3.1. Verzoeker heeft, kort samengevat, aangevoerd dat de rechtbank de opgelegde disciplinaire straf ten onrechte onevenredig heeft geoordeeld aan het verweten plichtsverzuim. Naar de mening van verzoeker heeft de rechtbank, door uit te gaan van de veronderstelling dat verzoeker bij zijn besluitvorming is uitgegaan van een causaal verband tussen beide gedragingen en bij de beoordeling van de evenredigheid het geval van een andere werknemer te betrekken zonder tevoren tot een juiste feitenvaststelling te komen, de gronden van het beroep verlaten. Voorts acht verzoeker de overwegingen van de rechtbank op een aantal onderdelen feitelijk en inhoudelijk onjuist, niet concludent en onduidelijk. Dit geldt met name voor de overweging over de onzorgvuldige voorbereiding van het bestreden besluit. Naar de mening van verzoeker bestaat hierom een redelijke mate van waarschijnlijkheid dat de aangevallen uitspraak in hoger beroep geen stand zal houden.
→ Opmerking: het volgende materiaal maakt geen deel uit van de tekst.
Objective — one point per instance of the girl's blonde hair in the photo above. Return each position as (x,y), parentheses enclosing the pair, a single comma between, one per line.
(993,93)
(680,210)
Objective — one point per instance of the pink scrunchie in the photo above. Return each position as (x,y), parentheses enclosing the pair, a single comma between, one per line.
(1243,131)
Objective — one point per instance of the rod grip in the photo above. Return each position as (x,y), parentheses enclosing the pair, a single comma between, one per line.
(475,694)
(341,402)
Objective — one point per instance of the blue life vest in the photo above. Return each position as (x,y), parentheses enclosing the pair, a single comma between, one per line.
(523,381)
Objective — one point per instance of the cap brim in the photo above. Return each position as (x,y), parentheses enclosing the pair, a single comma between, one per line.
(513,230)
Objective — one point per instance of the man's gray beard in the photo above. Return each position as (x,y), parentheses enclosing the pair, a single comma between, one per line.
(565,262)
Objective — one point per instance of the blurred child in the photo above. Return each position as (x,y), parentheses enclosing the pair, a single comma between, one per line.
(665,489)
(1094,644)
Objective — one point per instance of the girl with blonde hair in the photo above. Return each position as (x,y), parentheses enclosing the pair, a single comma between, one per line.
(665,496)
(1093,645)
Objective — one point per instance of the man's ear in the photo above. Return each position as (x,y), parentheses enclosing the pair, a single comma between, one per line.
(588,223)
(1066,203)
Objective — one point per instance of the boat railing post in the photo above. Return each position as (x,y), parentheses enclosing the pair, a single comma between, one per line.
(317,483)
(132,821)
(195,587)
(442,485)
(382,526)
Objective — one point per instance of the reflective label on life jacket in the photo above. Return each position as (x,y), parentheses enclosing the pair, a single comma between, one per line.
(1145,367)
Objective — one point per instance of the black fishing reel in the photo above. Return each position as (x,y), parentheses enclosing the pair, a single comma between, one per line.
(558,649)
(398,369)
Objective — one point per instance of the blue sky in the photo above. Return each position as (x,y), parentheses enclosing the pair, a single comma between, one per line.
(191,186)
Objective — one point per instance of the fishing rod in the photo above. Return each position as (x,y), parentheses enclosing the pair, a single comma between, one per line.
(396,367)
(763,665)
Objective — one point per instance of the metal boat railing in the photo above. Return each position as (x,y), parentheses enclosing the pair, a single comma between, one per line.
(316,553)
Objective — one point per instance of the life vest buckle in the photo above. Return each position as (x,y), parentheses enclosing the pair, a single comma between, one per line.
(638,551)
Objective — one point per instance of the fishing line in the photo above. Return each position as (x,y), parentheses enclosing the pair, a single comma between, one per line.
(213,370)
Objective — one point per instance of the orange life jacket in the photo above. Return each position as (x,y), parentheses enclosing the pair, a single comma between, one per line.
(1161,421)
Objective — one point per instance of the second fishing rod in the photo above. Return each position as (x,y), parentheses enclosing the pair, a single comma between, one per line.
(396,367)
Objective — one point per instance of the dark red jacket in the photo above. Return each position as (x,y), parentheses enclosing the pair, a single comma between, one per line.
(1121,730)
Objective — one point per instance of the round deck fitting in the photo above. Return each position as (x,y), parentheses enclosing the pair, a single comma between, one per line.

3.2. Zoals ook in het bestreden tot uitdrukking is gebracht is verzoeker van oordeel dat gedaagdes gedrag absoluut niet past binnen de cultuur en organisatie van het academisch ziekenhuis en dat dit zeer schadelijk is voor de ambtelijke organisatie en het aanzien van het AZM. De mensen binnen en buiten het AZM dienen immers het volstrekte vertrouwen te hebben in het AZM en het aldaar werkzame personeel. Verzoeker heeft het dienstbelang laten prevaleren. Gezien de bijzondere (publiekrechtelijke) taak van het AZM dient verzoeker, zo is hij van oordeel, streng en duidelijk te zijn ten aanzien van normoverschrijdend gedrag.
3.3. Ten betoge van zijn spoedeisend belang bij schorsing van de werking van de aangevallen uitspraak voert verzoeker aan dat de uitvoering van de uitspraak ertoe noopt hangende het hoger beroep een voor gedaagde gunstiger besluit te nemen op door verzoeker als onjuist beoordeelde overwegingen en conclusies waarmee ook gedaagde niet gediend is indien de Raad de aangevallen uitspraak in hoger beroep vernietigt.
4. De voorzieningenrechter overweegt als volgt.
4.1. Ingevolge artikel 21 van de Beroepswet in verbinding met artikel 8:81 van de Awb kan, indien tegen een uitspraak van de rechtbank hoger beroep is ingesteld, de voorzieningenrechter op verzoek een voorlopige voorziening treffen indien onverwijlde spoed, gelet op de betrokken belangen, dat vereist. Daarbij komt in een geval als het onderhavige mede de vraag in beeld of er een redelijke mate van waarschijnlijkheid bestaat dat de aangevallen uitspraak niet in stand zal blijven, met dien verstande dat voorzover in deze procedure een oordeel met betrekking tot het geschil in de hoofdzaak wordt gegeven, dit oordeel een voorlopig karakter draagt en niet bindend is voor de uitspraak van de Raad in de hoofdzaak.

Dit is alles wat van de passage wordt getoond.